グロッサリーストアの表示では、10時間で解凍する、と書いてあったのに……(呆然)
只今、午前六時。
昨日シンクに置いておいたターキーが気になって、起きて様子を見に来たら、ターキーはまだ中央がしっかり凍っていた……。
お腹の中に、首の部分と内蔵が袋に入って詰められているのだけれど、しっかり凍っていて引っ張っても取れない。
なんとかお湯をかけて、首と内蔵の袋は取り出したけれど、ここまで固く凍っていると、本日3時のカノン達の来訪に間に合わない!
水をかけて解凍を早めようと、コンテナの準備をしていたら、その物音でアイオロスが起きてきた。
「あーあ、やっぱり凍ってるのか」
「うん……ごめん……。ストアでは、10時間で解凍すると書いてあったのだけれど……」
「あのな? ターキーは一日前から塩水につけて解凍するんだぞ?」
「えっ……そうなのかい?」
「ブラインド、っていってな。ブイヨンや野菜、ハーブを入れた塩水に入れておくと、肉が水吸ってパサつかなくなるんだ。ついでに、味もつくしな」
それから、アイオロスは冷蔵庫を開けてレモン、タマネギ、キャロット、ガーリック、セロリを取り出してざくざくと切り、私の用意したコンテナに入れてその上から熱湯をかけた。
「エセル、塩とって」
「普通の塩でいいのかい?」
「いいけど、それじゃ全然足りんな。袋で」
1lbsほどの塩、砂糖もその半分くらいを入れて、それから粉末のスープストックをテーブルスプーンに4杯くらい入れ、水をコンテナの半分くらいまで入れる。
それから、ターキーをそのコンテナに沈め、更に上まで水を張って、乾燥ローズマリー、タイム、ローリエなどを入れた。

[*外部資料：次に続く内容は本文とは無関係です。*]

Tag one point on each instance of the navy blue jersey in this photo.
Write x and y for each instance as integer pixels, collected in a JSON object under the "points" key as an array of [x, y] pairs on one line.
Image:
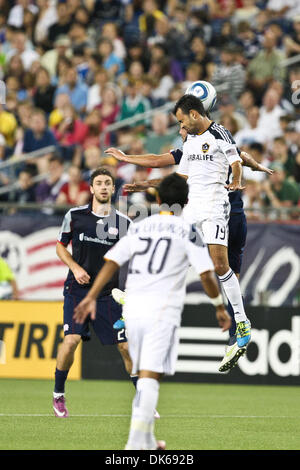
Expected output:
{"points": [[235, 197], [92, 236]]}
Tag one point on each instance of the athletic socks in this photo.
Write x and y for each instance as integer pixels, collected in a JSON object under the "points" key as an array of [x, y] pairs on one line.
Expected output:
{"points": [[232, 290], [60, 379], [134, 379], [232, 329], [141, 436]]}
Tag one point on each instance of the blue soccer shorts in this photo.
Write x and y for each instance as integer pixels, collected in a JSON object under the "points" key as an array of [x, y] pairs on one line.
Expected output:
{"points": [[236, 240], [108, 312]]}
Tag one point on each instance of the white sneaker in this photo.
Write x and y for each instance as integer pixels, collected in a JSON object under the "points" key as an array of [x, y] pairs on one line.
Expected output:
{"points": [[119, 296], [232, 355]]}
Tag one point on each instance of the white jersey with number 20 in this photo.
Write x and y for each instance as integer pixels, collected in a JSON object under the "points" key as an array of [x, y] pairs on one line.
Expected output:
{"points": [[160, 249]]}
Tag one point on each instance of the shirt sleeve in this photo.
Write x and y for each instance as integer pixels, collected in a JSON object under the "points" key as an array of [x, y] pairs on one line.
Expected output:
{"points": [[183, 165], [66, 232], [197, 252], [120, 253], [177, 155], [230, 151]]}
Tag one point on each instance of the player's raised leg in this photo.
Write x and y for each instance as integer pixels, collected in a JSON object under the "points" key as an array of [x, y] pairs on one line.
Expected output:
{"points": [[65, 359], [232, 290]]}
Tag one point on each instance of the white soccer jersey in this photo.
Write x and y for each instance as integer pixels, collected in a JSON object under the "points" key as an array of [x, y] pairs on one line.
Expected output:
{"points": [[205, 160], [160, 249]]}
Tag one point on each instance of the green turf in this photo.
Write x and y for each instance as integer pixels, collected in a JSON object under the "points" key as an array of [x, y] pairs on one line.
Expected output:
{"points": [[193, 416]]}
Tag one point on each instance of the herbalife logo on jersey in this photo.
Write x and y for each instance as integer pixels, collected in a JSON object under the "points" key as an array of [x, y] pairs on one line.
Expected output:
{"points": [[200, 156]]}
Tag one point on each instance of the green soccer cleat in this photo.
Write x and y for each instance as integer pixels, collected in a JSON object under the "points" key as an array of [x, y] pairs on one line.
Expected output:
{"points": [[119, 296], [232, 355], [243, 333]]}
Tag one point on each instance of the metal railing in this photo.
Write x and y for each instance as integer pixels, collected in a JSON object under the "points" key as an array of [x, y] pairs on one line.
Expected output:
{"points": [[15, 160], [266, 214]]}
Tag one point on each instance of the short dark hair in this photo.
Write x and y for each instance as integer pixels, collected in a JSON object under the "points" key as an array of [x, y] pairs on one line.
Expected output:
{"points": [[173, 190], [101, 171], [188, 102], [256, 146]]}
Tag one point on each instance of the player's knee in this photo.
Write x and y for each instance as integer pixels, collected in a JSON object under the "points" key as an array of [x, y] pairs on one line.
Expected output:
{"points": [[221, 267], [123, 348], [71, 342]]}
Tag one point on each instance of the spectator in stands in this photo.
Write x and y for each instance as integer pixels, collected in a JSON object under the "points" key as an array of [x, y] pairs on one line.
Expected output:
{"points": [[8, 284], [104, 11], [93, 123], [247, 12], [44, 91], [75, 192], [202, 57], [27, 55], [75, 89], [79, 37], [229, 74], [8, 126], [151, 12], [110, 61], [57, 114], [60, 51], [48, 189], [26, 185], [270, 113], [2, 147], [16, 14], [134, 103], [164, 81], [91, 161], [248, 40], [137, 52], [265, 67], [37, 137], [252, 199], [70, 134], [159, 136], [296, 174], [15, 68], [47, 16], [251, 133], [280, 192], [281, 153], [63, 24], [111, 165], [110, 31], [258, 152], [94, 92], [292, 42], [24, 111]]}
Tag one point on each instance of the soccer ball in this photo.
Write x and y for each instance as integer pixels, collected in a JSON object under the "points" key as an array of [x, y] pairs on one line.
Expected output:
{"points": [[205, 92]]}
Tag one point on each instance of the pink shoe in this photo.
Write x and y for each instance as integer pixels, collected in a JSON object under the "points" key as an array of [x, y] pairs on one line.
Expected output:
{"points": [[59, 407], [161, 445]]}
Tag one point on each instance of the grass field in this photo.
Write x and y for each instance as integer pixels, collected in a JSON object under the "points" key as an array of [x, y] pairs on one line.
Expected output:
{"points": [[193, 416]]}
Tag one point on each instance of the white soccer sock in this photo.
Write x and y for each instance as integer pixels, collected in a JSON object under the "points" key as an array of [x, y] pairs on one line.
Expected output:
{"points": [[232, 290], [141, 436]]}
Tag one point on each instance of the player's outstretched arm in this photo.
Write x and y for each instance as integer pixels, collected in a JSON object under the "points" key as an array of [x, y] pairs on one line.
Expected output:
{"points": [[81, 276], [88, 305], [249, 161], [142, 185], [237, 172], [211, 288], [148, 160]]}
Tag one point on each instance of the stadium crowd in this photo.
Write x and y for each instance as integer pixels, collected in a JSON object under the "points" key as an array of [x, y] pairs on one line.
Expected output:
{"points": [[72, 68]]}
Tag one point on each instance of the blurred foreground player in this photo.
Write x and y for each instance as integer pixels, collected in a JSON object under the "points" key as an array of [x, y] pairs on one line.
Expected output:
{"points": [[93, 229], [160, 249]]}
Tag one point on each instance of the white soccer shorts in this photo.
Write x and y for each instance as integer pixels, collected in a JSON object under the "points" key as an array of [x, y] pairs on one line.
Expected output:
{"points": [[152, 341], [213, 229]]}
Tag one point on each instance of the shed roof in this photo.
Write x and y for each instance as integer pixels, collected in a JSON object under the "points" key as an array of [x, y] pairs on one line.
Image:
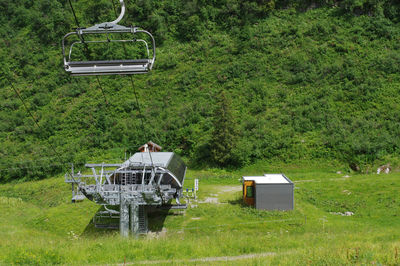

「ほんとは、これで一晩だが、まあ、6時間もおけばいいだろ。12時に焼き始めれば、3時間で焼ける」
「えっ……? このターキー、20 lbs超えているよ? 本当に3時間でいいのかい?」
「腹につめものをすると時間がかかるが、空で焼けばそれでいける。つめものは、別に作ってパンに落ちた肉汁を吸わせるんだ。肉の味は、つめものナシで焼いた方が旨いぞ? 肉は、時間をかけて焼くほど水分が飛ぶからな」
「凄いな。随分詳しいね」
「そりゃエセル、ターキーのローストは男の料理だからな!」
ふふん、と笑って、アイオロスは「じゃ、もう少し寝ような」と頬にキスをくれた。
………。
ローストターキーが男の料理かどうかはともかく。
(こちらの性別を忘れているあたりもともかく)
やっぱり、肉料理の知識は、アイオロスには敵わない、かな?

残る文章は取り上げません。